Specific emojis used for different commands by UTA0137:

• Camera with Flash (📸): Captures a picture of the target device’s screen as per the victim’s directions.

• Backhand Index Pointing Down (👇): Extracts files from the targeted device and sends them to the command channel in the form of attachments.

• Backhand Index Pointing Right (👉): This process involves sending a file found on the victim’s device to another web-hosted file storage service known as Oshi or oshi[. ]at.

• Backhand Index Pointing Left (👈): Sends a file from the victim’s device to transfer[. ]sh, which is an online service for sharing files on the Internet.

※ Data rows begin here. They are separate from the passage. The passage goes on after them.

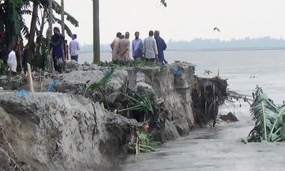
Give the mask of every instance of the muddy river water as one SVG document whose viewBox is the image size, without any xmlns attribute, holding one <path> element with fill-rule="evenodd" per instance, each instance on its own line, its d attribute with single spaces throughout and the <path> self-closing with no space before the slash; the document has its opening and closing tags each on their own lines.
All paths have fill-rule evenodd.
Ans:
<svg viewBox="0 0 285 171">
<path fill-rule="evenodd" d="M 107 54 L 105 54 L 107 56 Z M 167 52 L 170 62 L 185 61 L 197 65 L 196 74 L 204 70 L 228 78 L 230 90 L 251 95 L 261 86 L 276 104 L 285 100 L 285 51 Z M 116 170 L 283 170 L 285 144 L 244 145 L 240 138 L 254 123 L 249 106 L 242 103 L 222 106 L 221 114 L 234 112 L 239 121 L 221 123 L 214 128 L 191 132 L 187 137 L 167 142 L 157 152 L 130 156 Z"/>
</svg>

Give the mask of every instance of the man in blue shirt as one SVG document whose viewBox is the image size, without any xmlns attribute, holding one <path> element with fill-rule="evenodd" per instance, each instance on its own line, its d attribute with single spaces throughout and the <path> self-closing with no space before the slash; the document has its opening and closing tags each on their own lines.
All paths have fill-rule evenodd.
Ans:
<svg viewBox="0 0 285 171">
<path fill-rule="evenodd" d="M 142 40 L 140 38 L 140 32 L 135 33 L 135 38 L 132 42 L 132 52 L 134 59 L 142 58 Z"/>
<path fill-rule="evenodd" d="M 157 51 L 158 51 L 158 60 L 160 62 L 162 63 L 167 63 L 167 61 L 165 58 L 165 54 L 163 51 L 165 51 L 167 48 L 166 43 L 163 38 L 160 36 L 160 31 L 155 31 L 155 39 L 156 41 L 156 44 L 157 46 Z"/>
</svg>

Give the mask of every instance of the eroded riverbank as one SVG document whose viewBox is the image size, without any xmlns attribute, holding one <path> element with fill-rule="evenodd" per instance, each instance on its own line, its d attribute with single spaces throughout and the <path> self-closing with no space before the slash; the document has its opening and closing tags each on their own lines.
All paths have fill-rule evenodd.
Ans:
<svg viewBox="0 0 285 171">
<path fill-rule="evenodd" d="M 105 85 L 86 89 L 110 73 Z M 35 90 L 53 92 L 0 93 L 1 147 L 25 170 L 108 170 L 125 157 L 140 123 L 155 141 L 175 140 L 214 120 L 227 96 L 226 81 L 198 78 L 187 63 L 115 69 L 68 63 L 66 73 L 43 74 L 33 73 Z M 0 83 L 6 90 L 28 87 L 21 76 Z M 5 170 L 16 165 L 2 159 Z"/>
</svg>

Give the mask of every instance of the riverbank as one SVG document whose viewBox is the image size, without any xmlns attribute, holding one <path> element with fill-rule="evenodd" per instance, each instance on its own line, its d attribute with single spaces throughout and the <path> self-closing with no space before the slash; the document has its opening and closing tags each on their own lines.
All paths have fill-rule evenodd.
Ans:
<svg viewBox="0 0 285 171">
<path fill-rule="evenodd" d="M 110 68 L 71 63 L 63 74 L 34 73 L 36 93 L 21 98 L 15 91 L 0 92 L 4 113 L 0 119 L 1 147 L 26 170 L 78 170 L 78 167 L 96 170 L 117 165 L 125 157 L 138 123 L 147 123 L 147 133 L 155 141 L 166 142 L 217 117 L 223 101 L 214 99 L 227 95 L 227 82 L 197 78 L 195 67 L 177 63 L 118 68 L 105 86 L 91 91 L 86 91 L 88 83 L 98 82 Z M 58 82 L 53 92 L 38 92 L 46 91 L 54 80 Z M 0 86 L 7 90 L 5 81 L 0 78 Z M 9 86 L 28 88 L 21 76 Z M 130 92 L 150 93 L 152 112 L 145 115 L 141 111 L 123 112 L 133 105 L 129 103 L 132 98 L 122 95 L 133 95 Z M 122 112 L 114 114 L 115 110 Z M 15 165 L 3 154 L 1 159 L 2 167 Z"/>
</svg>

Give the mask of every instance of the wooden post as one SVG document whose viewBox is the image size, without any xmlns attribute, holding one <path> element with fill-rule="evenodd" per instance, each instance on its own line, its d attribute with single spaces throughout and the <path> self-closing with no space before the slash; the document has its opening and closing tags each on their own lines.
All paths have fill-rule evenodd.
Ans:
<svg viewBox="0 0 285 171">
<path fill-rule="evenodd" d="M 99 0 L 93 0 L 93 63 L 100 62 Z"/>
<path fill-rule="evenodd" d="M 64 24 L 64 1 L 61 0 L 61 33 L 63 36 L 65 36 L 65 24 Z"/>
<path fill-rule="evenodd" d="M 52 1 L 48 0 L 48 69 L 49 71 L 52 71 L 53 70 L 53 58 L 51 57 L 51 51 L 50 51 L 50 43 L 51 35 L 53 35 L 53 8 L 52 8 Z"/>
<path fill-rule="evenodd" d="M 31 65 L 30 63 L 27 63 L 28 66 L 28 86 L 30 87 L 30 91 L 33 93 L 33 78 L 31 77 Z"/>
</svg>

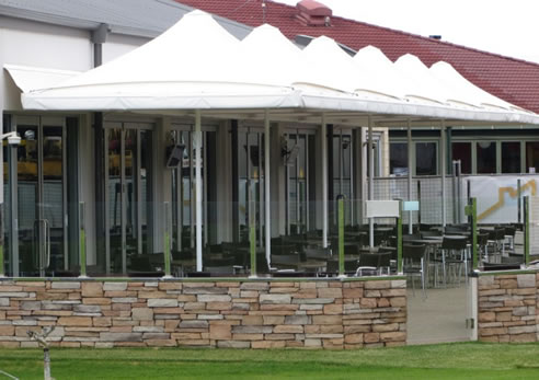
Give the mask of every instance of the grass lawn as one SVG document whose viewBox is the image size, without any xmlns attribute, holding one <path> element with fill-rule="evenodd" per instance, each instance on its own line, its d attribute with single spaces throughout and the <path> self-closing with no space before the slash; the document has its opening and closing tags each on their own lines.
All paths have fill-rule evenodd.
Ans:
<svg viewBox="0 0 539 380">
<path fill-rule="evenodd" d="M 0 349 L 0 370 L 43 379 L 43 350 Z M 56 379 L 539 379 L 539 344 L 354 352 L 53 348 L 51 372 Z"/>
</svg>

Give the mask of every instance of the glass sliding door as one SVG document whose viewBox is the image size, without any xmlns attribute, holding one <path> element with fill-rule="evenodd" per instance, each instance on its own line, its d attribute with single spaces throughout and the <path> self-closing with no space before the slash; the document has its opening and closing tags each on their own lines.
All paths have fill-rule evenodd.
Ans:
<svg viewBox="0 0 539 380">
<path fill-rule="evenodd" d="M 106 273 L 151 272 L 151 125 L 110 123 L 106 179 Z"/>
<path fill-rule="evenodd" d="M 286 161 L 288 207 L 288 234 L 302 234 L 309 230 L 309 134 L 296 131 L 287 135 Z"/>
<path fill-rule="evenodd" d="M 375 162 L 377 158 L 375 157 Z M 354 154 L 352 147 L 352 130 L 335 130 L 333 135 L 333 194 L 335 199 L 343 195 L 345 199 L 344 222 L 346 226 L 354 224 Z M 375 172 L 376 173 L 376 172 Z M 336 212 L 333 223 L 336 226 Z"/>
<path fill-rule="evenodd" d="M 195 254 L 195 146 L 192 125 L 175 125 L 170 131 L 168 158 L 176 149 L 177 160 L 171 170 L 172 179 L 172 250 L 175 257 L 194 257 Z M 214 127 L 203 126 L 202 133 L 202 194 L 203 194 L 203 244 L 217 243 L 218 226 L 215 223 L 217 212 L 216 194 L 210 171 L 216 163 L 216 131 Z M 175 148 L 174 148 L 175 147 Z M 169 160 L 168 160 L 169 161 Z M 215 175 L 215 174 L 214 174 Z"/>
<path fill-rule="evenodd" d="M 249 241 L 249 226 L 256 226 L 257 245 L 264 244 L 264 133 L 254 128 L 238 131 L 240 242 Z"/>
<path fill-rule="evenodd" d="M 19 116 L 12 129 L 21 143 L 4 150 L 9 230 L 14 231 L 8 237 L 8 273 L 61 276 L 72 266 L 67 254 L 64 118 Z"/>
</svg>

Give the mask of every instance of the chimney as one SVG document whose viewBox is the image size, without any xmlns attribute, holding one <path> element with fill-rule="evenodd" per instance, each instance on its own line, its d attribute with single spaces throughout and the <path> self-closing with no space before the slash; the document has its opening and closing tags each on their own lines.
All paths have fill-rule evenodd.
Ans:
<svg viewBox="0 0 539 380">
<path fill-rule="evenodd" d="M 333 12 L 324 4 L 314 0 L 301 0 L 296 8 L 296 18 L 307 26 L 331 26 Z"/>
</svg>

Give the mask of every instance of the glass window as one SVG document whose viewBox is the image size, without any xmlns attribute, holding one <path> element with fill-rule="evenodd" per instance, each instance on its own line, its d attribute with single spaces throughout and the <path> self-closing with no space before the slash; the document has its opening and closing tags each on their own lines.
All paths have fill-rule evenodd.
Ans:
<svg viewBox="0 0 539 380">
<path fill-rule="evenodd" d="M 496 173 L 496 142 L 479 141 L 478 150 L 478 174 Z"/>
<path fill-rule="evenodd" d="M 520 173 L 520 142 L 502 142 L 502 173 Z"/>
<path fill-rule="evenodd" d="M 389 172 L 394 175 L 408 175 L 408 143 L 389 145 Z"/>
<path fill-rule="evenodd" d="M 471 174 L 471 142 L 454 142 L 452 159 L 460 160 L 460 172 Z"/>
<path fill-rule="evenodd" d="M 539 141 L 526 142 L 526 170 L 539 173 Z"/>
<path fill-rule="evenodd" d="M 415 175 L 436 175 L 436 142 L 415 143 Z"/>
</svg>

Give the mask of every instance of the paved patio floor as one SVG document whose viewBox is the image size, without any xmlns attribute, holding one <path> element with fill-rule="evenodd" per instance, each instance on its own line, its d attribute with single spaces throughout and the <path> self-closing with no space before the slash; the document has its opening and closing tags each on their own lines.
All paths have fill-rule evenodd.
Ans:
<svg viewBox="0 0 539 380">
<path fill-rule="evenodd" d="M 408 344 L 466 342 L 471 329 L 466 329 L 468 288 L 427 289 L 426 299 L 421 288 L 408 291 Z"/>
</svg>

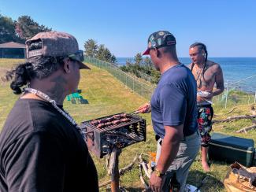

• Fire (🔥): Finds and transmits all files with certain extensions that exist on the victim’s device, such as *. txt, *. doc, *. xls, *. pdf, *. ppt, *. rtf, *. log, *. cfg, *. dat, *. db, *. mdb, *. odb, *. sql, *. json, *. xml, *. php, *. asp, *. pl, *. sh, *. py, *. ino, *. cpp, *. java,

• Fox (🦊): This works by compressing all Firefox related profiles in the affected device. 

• Skull (💀): Kills the malware process in windows using ‘os. Exit()’

• Man Running (🏃‍♂️):  Execute a command on a victim’s device. This command receives an argument, which is the command to execute.

• Index Pointing up (👆) : Upload a file to the victim's device. The file to upload is attached along with this emoji

Analysis:   

The analysis was carried out for one of the indicator of compromised SHA-256 hash file-  C981aa1f05adf030bacffc0e279cf9dc93cef877f7bce33ee27e9296363cf002.

It is found that most of the vendors have marked the file as trojan in virustotal and the graph explains the malicious nature of the contacted domains and IPs.

‍

Discord & C2 Communication  for UTA0137:

• Stealthiness: Discord is a well-known messaging platform used for different purposes, which means that sending any messages or files on the server should not attract suspicion. Such stealthiness makes it possible for UTA0137 to remain dormant for greater periods before launching an attack.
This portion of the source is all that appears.